Film and Theater
New York, 1936
Abstract
The film and the theatre represent distinct and separate means of artistic expression, each with its own fundamental principles and aesthetic aims. Drawing a parallel between the nascent cinema and the early Elizabethan stage, which was also a popular, commercial, and critically maligned art form that ultimately produced masterpieces, the work posits that the film’s artistic potential should not be dismissed. The core difference between the two arts lies in their very nature: a theatrical performance is an ephemeral and variable event shaped by the live interaction between performers and audience, whereas a film is a fixed, immutable object.
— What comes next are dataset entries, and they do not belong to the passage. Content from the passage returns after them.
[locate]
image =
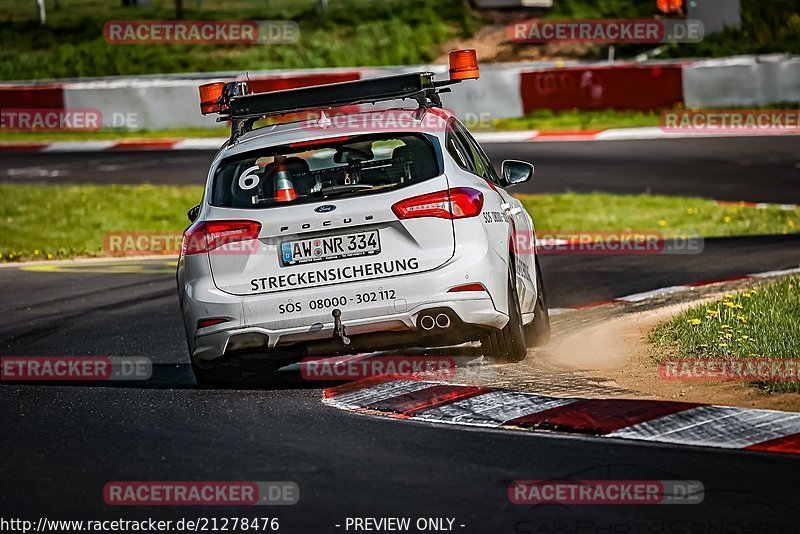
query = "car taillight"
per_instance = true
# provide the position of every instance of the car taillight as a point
(454, 203)
(209, 235)
(467, 287)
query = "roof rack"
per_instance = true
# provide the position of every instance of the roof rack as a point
(233, 102)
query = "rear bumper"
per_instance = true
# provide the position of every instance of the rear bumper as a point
(392, 306)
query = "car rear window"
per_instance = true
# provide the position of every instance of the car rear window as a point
(314, 170)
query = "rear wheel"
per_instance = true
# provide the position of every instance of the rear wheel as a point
(537, 333)
(507, 345)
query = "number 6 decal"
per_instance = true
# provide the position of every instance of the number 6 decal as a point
(247, 180)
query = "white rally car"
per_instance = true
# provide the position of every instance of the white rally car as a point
(358, 232)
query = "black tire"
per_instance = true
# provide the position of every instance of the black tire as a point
(507, 345)
(537, 332)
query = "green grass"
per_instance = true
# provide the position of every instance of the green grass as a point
(673, 216)
(53, 222)
(541, 120)
(352, 33)
(579, 120)
(758, 323)
(111, 135)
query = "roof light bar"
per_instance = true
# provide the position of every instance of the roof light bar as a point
(331, 95)
(232, 101)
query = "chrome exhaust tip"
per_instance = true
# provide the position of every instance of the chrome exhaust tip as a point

The cinema’s unique methodology includes various forms of movement (of subjects, of the camera, of editing rhythm), montage, the creative assembly of individual shots, and the ability to manipulate time and space through devices like the flash-back and concurrent action. Furthermore, the film excels at a subjective approach, allowing audiences to see through a character’s eyes or experience their internal psychological state, a contrast to the theatre’s inherently objective presentation. Due to the camera’s perceived veracity, audiences tend to view film characters as individuals rather than the universal types best suited for the stage. Therefore, the theatre should not compete with the cinema’s capacity for realism but should instead rediscover its own strengths in convention and poetic language, leaving the film to explore its unique domain of psychological penetration and visual storytelling. – AI-generated abstract.